O documento final traz significativas diferenças em relação à versão entregue aos senadores do chamado G7 (grupo majoritário da CPI) na terça-feira. Nele, Renan Calheiros sugeria o indiciamento de Bolsonaro por mais dois crimes: genocídio e homicídio qualificado.

A imputação desses dois crimes ao presidente causou um racha no grupo e fez com que o grupo se reunisse na noite de terça-feira com Renan. Parlamentares como Alessandro Vieira (Cidadania-SE) afirmavam que haveria problemas técnicos em classificar os atos de Bolsonaro como genocídio contra povos indígenas pois não haveria indícios de que ele tomou ações direcionadas ao extermínio de povos originários.

Ele também questionava a possibilidade de enquadrar Bolsonaro no crime de homicídio qualificado uma vez que o crime requer a identificação específica das vítimas.

Ao final da reunião, Renan cedeu à pressão do grupo e retirou do seu relatório as imputações de genocídio e homicídio qualificado contra o presidente.

Na manhã desta quarta-feira, Renan Calheiros explicou que fez a troca atendendo ao pedido dos parlamentares.

"O genocídio não foi retirado, foi trocado por mais um indiciamento de crimes contra a humanidade [...] Nós nos rendemos aos argumentos técnicos do senador Alessandro Vieira", afirmou.

Ele será indiciado por crimes contra a humanidade na questão da Prevent Senior, de Manaus e dos povos indígenas. O que foi retirado foi o crime de homicídio.

Ainda segundo o relator, ele pede o indiciamento de Bolsonaro por crimes contra a humanidade em três episódios: os estudos e tratamentos à base de medicamentos sem eficiência comprovada pela operadora de saúde Prevent Senior, na condução da crise de saúde em Manaus e nas ações voltadas aos povos indígenas.

Entre os demais nomes, estão os três filhos mais velhos de Bolsonaro, o senador Flávio Bolsonaro (Patriota-RJ), o deputado federal Eduardo Bolsonaro (PSL-SP) e o vereador Carlos Bolsonaro (Republicanos-RJ). Eles são acusados de incitação ao crime por terem incentivado o descumprimento de medidas sanitárias.

O relatório também sugere o indiciamento de ministros como Walter Souza Braga Netto (Defesa), Marcelo Queiroga (Saúde) e Onyx Lorenzoni (Secretaria-Geral da Presidência da República). Ex-ministros como Eduardo Pazuello (Saúde) e Ernesto Araújo (Relações Exteriores) também estão no documento.

O relatório foi elaborado por Renan Calheiros ao longo dos seis meses de trabalho da comissão.
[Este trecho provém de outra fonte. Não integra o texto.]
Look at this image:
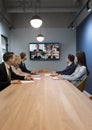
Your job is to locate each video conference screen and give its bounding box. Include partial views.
[29,43,60,60]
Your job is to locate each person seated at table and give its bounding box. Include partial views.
[51,54,77,76]
[34,52,42,60]
[0,52,31,91]
[33,44,43,53]
[19,52,31,73]
[12,55,31,76]
[58,52,89,86]
[48,51,56,60]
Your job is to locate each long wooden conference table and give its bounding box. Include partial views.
[0,75,92,130]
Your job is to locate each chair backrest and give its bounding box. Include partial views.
[76,76,88,92]
[38,69,49,73]
[89,95,92,100]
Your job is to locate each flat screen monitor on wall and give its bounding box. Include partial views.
[29,43,60,60]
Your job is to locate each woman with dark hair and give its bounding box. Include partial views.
[58,52,89,86]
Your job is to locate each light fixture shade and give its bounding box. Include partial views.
[37,34,44,42]
[87,7,91,12]
[30,15,42,28]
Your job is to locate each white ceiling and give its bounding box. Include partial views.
[2,0,83,13]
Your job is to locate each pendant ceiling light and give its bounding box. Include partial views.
[30,15,42,28]
[37,34,44,42]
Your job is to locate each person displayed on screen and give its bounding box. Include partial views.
[34,52,42,60]
[58,52,89,86]
[19,52,31,73]
[48,51,56,60]
[56,54,77,75]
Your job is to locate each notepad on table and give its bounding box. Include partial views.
[21,80,34,83]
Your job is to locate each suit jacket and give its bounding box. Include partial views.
[19,62,31,73]
[57,63,77,75]
[0,63,24,91]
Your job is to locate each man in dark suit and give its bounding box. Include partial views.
[56,54,77,75]
[0,52,31,91]
[19,52,31,73]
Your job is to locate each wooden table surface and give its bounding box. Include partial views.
[0,75,92,130]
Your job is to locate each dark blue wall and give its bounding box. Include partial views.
[76,13,92,94]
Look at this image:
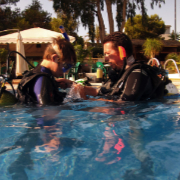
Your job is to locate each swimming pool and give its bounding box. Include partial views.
[0,96,180,180]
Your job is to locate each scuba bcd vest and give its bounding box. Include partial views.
[101,62,171,100]
[17,65,66,105]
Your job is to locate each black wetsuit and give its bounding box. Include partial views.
[99,64,153,101]
[17,65,66,105]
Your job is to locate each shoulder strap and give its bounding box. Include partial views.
[110,63,143,95]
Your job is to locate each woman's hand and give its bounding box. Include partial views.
[56,78,73,89]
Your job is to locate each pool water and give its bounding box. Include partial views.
[0,96,180,180]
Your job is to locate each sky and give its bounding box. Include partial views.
[10,0,180,37]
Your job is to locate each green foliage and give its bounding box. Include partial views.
[22,0,51,29]
[125,14,165,39]
[74,44,93,63]
[74,35,84,47]
[169,31,180,41]
[165,53,180,63]
[93,47,103,58]
[50,11,79,35]
[95,24,100,43]
[0,48,8,63]
[0,0,20,5]
[0,7,21,32]
[143,38,163,58]
[53,0,96,42]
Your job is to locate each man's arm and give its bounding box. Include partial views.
[119,69,152,101]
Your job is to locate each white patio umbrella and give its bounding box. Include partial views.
[16,32,29,76]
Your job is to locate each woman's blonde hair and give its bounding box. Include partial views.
[43,37,76,64]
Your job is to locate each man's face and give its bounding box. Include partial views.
[104,42,123,69]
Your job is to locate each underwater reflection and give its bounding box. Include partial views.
[5,108,83,180]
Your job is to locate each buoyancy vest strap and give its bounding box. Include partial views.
[110,63,143,95]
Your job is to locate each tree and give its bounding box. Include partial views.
[0,0,20,6]
[0,7,21,32]
[125,14,165,39]
[21,0,51,29]
[95,24,100,43]
[143,38,163,58]
[0,48,8,74]
[51,0,165,42]
[50,11,79,35]
[169,31,180,41]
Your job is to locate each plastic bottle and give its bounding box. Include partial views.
[96,66,103,82]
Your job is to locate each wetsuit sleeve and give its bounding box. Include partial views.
[120,69,152,101]
[34,76,54,105]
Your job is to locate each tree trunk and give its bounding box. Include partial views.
[96,0,105,43]
[106,0,114,34]
[120,0,127,32]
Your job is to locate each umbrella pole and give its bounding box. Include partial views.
[6,43,9,76]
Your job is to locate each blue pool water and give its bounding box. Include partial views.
[0,96,180,180]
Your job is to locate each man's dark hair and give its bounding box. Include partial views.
[103,32,133,56]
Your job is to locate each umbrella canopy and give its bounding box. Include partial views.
[0,27,75,44]
[16,32,29,76]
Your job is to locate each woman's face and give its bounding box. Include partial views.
[51,57,63,78]
[104,42,123,69]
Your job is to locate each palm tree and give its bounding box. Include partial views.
[143,38,163,58]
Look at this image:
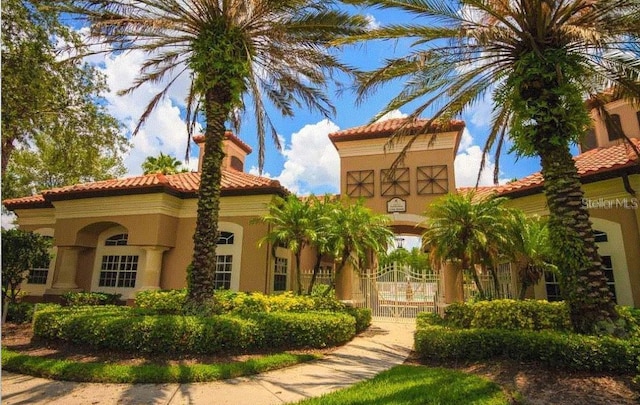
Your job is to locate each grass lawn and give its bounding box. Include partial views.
[2,348,321,383]
[299,365,510,405]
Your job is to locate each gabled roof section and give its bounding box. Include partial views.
[3,170,288,210]
[193,131,253,155]
[329,118,465,144]
[458,138,640,198]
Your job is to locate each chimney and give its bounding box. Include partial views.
[193,131,251,172]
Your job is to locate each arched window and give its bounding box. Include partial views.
[230,156,244,172]
[98,233,140,288]
[606,114,623,141]
[217,231,234,245]
[104,233,129,246]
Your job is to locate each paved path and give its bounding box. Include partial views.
[2,322,415,405]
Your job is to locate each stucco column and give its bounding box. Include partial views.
[336,263,354,301]
[440,261,464,304]
[51,246,84,291]
[139,246,169,290]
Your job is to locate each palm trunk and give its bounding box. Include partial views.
[307,253,322,295]
[296,249,302,295]
[536,140,617,333]
[187,85,231,309]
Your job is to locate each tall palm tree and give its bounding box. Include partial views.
[342,0,640,333]
[66,0,367,308]
[422,192,506,296]
[328,200,394,276]
[142,152,185,174]
[259,194,316,294]
[506,210,557,300]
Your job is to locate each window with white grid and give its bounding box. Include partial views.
[213,255,233,290]
[273,257,289,291]
[98,255,138,288]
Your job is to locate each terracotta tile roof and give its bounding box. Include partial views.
[329,118,465,143]
[3,170,288,209]
[458,138,640,197]
[193,131,252,154]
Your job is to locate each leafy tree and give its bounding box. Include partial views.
[422,192,506,296]
[2,229,51,322]
[260,194,316,294]
[349,0,640,333]
[142,152,187,174]
[506,210,557,300]
[328,200,393,275]
[2,0,128,191]
[68,0,367,308]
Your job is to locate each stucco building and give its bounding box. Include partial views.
[4,101,640,307]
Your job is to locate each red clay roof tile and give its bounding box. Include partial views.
[458,138,640,197]
[329,118,465,142]
[3,170,287,209]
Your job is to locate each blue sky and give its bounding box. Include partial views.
[75,2,539,194]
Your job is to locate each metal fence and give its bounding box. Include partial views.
[353,264,441,322]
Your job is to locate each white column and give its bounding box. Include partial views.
[139,246,169,291]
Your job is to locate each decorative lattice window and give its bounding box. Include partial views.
[347,170,374,197]
[98,255,138,288]
[380,168,409,196]
[213,255,233,290]
[416,165,449,195]
[104,233,129,246]
[218,231,233,245]
[273,257,289,291]
[27,268,49,284]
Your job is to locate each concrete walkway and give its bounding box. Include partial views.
[2,322,415,405]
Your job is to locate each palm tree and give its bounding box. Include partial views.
[422,192,506,297]
[142,152,186,174]
[259,194,316,294]
[506,210,557,300]
[348,0,640,333]
[307,194,335,294]
[328,200,393,276]
[65,0,367,308]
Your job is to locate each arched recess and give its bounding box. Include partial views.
[21,228,58,295]
[91,225,146,299]
[591,217,633,306]
[215,222,244,291]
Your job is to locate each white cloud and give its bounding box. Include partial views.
[272,119,340,194]
[82,41,201,175]
[364,14,380,30]
[454,128,506,187]
[376,110,409,122]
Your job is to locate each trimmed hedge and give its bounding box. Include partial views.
[444,300,571,331]
[34,306,356,353]
[136,290,371,333]
[415,325,640,372]
[62,292,122,306]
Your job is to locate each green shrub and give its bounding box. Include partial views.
[344,307,371,333]
[444,300,571,331]
[7,301,35,323]
[136,289,187,315]
[62,292,122,306]
[415,325,640,372]
[34,306,355,353]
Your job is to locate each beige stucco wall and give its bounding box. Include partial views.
[335,132,460,229]
[508,174,640,307]
[591,100,640,147]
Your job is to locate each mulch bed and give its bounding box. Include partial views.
[2,324,640,405]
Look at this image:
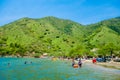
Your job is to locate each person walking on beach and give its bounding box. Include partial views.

Depois de lido, o documento precisa ser votado pelos integrantes da CPI. Se aprovado, o relatório, depois, será encaminhado à Procuradoria Geral da República (PGR) e outras instâncias do Ministério Público, que ficará responsável por instaurar ou não processos baseados no relatório.

Em entrevista à BBC News Brasil, Renan confirmou que irá apresentar uma denúncia contra Bolsonaro no Tribunal Penal Internacional (TPI), em Haia, na Holanda.